This year, Yale’s Office of Undergraduate Productions has begun a new initiative for additional safety for undergraduate performances on campus.

The OUP, which provides artistic and technical support to performing arts groups, hired 19 student house managers at the end of September in an effort to increase safety for audience members and perfomers, Rorie Fitzsimmons, the office’s senior technical director, said. The house managers are currently training for their duties, which include communicating fire codes to performers and leading in emergency situations, Fitzsimmons wrote in an email.

Charlie Croom ’12, co-president of the Yale Drama Coalition, said he thinks the program will benefit students in the theater community. He added that the OUP’s new safety measures may be linked to a University-wide tightening of safety policies following the death of Michelle Dufault ’11 in a laboratory accident in April.

Croom is a former photography editor for the News.

Fitzsimmons said that the program is not a major policy change. Performances have always been required to involve house managers to meet fire and safety requirements, he said.

“The major change we’ve made is that now all house managers are trained and paid,” Fitzsimmons wrote in an email.

He added that the OUP first observed a gap in the training and supervision of house managers in October 2010. Once the office realized the need for more thorough training, he said, steps were taken to address the issue.

Associate Dean for the Arts Susan Cahan said the new program will boost the level of expertise among house managers on campus, as the managers will be trained systematically.

As of September, students planning performances must submit a request for a house manager to the OUP at least two weeks in advance of their show. Performances are placed in a queue and house managers sign up for the productions of their choice, Fitzsimmons said.

Kat Lau ’13, one of the 19 house managers hired last month, said she is enthusiastic about her new position.

“I really enjoy theater at Yale and should go to more shows anyway,” Lau said, adding that her new position gives her an easy way to do this.

Four students active in the performing arts at Yale said they welcome the program. Croom said that with the OUP assigning house managers, theater producers face fewer production pressures.

Timmia Hearn Feldman ’12 was assigned house manager Olivia Coates ’12 for her production of the play “Marisol” earlier this fall. Feldman said the experience of working with a trained house manager was a positive one, as Coates worked very efficiently.

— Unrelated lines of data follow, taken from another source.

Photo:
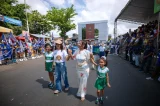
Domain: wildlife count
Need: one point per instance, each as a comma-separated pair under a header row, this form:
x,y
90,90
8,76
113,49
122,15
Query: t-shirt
x,y
49,57
148,50
60,56
82,57
90,48
101,49
102,72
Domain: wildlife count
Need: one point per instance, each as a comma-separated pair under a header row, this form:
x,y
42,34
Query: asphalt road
x,y
25,84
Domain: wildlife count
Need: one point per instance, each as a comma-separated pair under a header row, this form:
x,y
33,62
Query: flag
x,y
52,36
11,36
4,38
26,37
21,46
43,41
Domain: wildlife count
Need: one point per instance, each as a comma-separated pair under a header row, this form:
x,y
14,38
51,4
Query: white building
x,y
102,26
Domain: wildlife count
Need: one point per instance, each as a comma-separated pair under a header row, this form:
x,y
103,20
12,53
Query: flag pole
x,y
26,17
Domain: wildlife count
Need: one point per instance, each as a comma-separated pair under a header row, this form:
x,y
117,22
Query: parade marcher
x,y
101,50
60,56
82,56
107,49
102,80
49,64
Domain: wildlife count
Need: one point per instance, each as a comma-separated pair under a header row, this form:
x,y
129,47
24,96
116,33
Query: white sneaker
x,y
149,78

The new paid house managers may be more likely to enforce fire codes and other safety regulations than volunteers house managers did, since they are contractually obligated to follow OUP regulations, said Adela Jaffe ’13, who is directing “Lady Bug” next month.

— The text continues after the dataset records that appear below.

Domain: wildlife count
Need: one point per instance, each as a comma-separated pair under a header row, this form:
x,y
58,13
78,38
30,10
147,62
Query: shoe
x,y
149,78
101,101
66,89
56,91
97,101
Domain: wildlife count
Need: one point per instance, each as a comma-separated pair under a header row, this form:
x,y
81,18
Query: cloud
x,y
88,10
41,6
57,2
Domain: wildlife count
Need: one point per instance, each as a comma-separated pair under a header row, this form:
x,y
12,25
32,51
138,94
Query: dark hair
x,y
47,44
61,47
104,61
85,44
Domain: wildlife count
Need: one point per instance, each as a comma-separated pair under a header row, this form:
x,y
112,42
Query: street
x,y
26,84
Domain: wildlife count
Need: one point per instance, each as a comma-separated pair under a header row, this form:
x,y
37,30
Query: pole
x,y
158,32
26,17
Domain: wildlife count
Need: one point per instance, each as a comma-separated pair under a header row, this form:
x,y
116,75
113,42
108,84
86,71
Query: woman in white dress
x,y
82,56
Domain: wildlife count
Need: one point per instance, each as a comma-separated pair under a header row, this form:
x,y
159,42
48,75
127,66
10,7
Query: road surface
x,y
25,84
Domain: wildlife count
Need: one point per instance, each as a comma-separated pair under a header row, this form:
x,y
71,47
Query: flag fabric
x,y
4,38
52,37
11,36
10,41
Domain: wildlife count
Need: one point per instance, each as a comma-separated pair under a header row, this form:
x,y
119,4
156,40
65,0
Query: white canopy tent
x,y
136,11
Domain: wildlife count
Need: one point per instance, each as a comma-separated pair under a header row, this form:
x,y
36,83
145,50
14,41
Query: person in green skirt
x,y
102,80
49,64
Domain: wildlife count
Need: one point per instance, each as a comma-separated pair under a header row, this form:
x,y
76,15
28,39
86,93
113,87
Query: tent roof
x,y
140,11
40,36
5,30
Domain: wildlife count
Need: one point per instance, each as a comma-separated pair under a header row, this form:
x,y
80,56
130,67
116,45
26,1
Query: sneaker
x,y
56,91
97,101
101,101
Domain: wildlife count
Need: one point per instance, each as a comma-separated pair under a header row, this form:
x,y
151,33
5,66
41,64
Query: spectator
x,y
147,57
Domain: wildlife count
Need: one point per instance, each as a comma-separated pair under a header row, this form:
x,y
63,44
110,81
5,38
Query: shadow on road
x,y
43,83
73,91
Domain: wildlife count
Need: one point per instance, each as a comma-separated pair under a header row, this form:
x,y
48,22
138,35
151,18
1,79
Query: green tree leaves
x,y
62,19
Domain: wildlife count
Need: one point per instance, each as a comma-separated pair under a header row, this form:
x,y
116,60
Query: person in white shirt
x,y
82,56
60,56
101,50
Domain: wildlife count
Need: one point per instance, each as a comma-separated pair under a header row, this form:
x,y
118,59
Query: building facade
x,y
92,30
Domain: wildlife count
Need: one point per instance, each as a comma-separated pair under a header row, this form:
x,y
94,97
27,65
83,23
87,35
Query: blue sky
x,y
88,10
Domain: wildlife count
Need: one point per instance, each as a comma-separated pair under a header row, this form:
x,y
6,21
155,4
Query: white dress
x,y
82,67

“In the past, house managers were often friends of the producer,” Jaffe wrote in an email. “As a house manager with ties to the production, it can be tempting to break the rules.”

For instance, she said, past house managers often allowed audience members to sit in theater aisles — a violation of fire codes. Having an “outsider” serve as house manager could reduce the risk of such situations, she said.

Yet some undergraduates believe the new program has significant drawbacks. Stuart Teal ’14, a board member of the Yale Dramatic Association, said the requirement to notify the Office of Undergraduate Productions two weeks in advance of a performance will disrupt the way shows are often put together.

“Productions getting their paperwork done at the last minute used to happen all the time,” Teal said.

That will no longer be possible and will annoy groups who typically schedule at the last minute,such as comedy troupes, he said.

One undergraduate comedy group’s director, who asked to remain anonymous, agreed with Teal and described the OUP’s new standards as a significant stress factor.

The limited number of house managers available at any given time may prove a limitation to the program’s success, Ryan Bowers ’14 said. He added that forcing the entire undergraduate theater scene to organize itself around the schedules of 19 house managers is bound to lead to problems.

The OUP, however, already has plans to expand the program and is considering hiring more house managers in the spring, Fitzsimmons said.

Over the next year, house managers will be trained to perform CPR, first aid and fire safety procedures.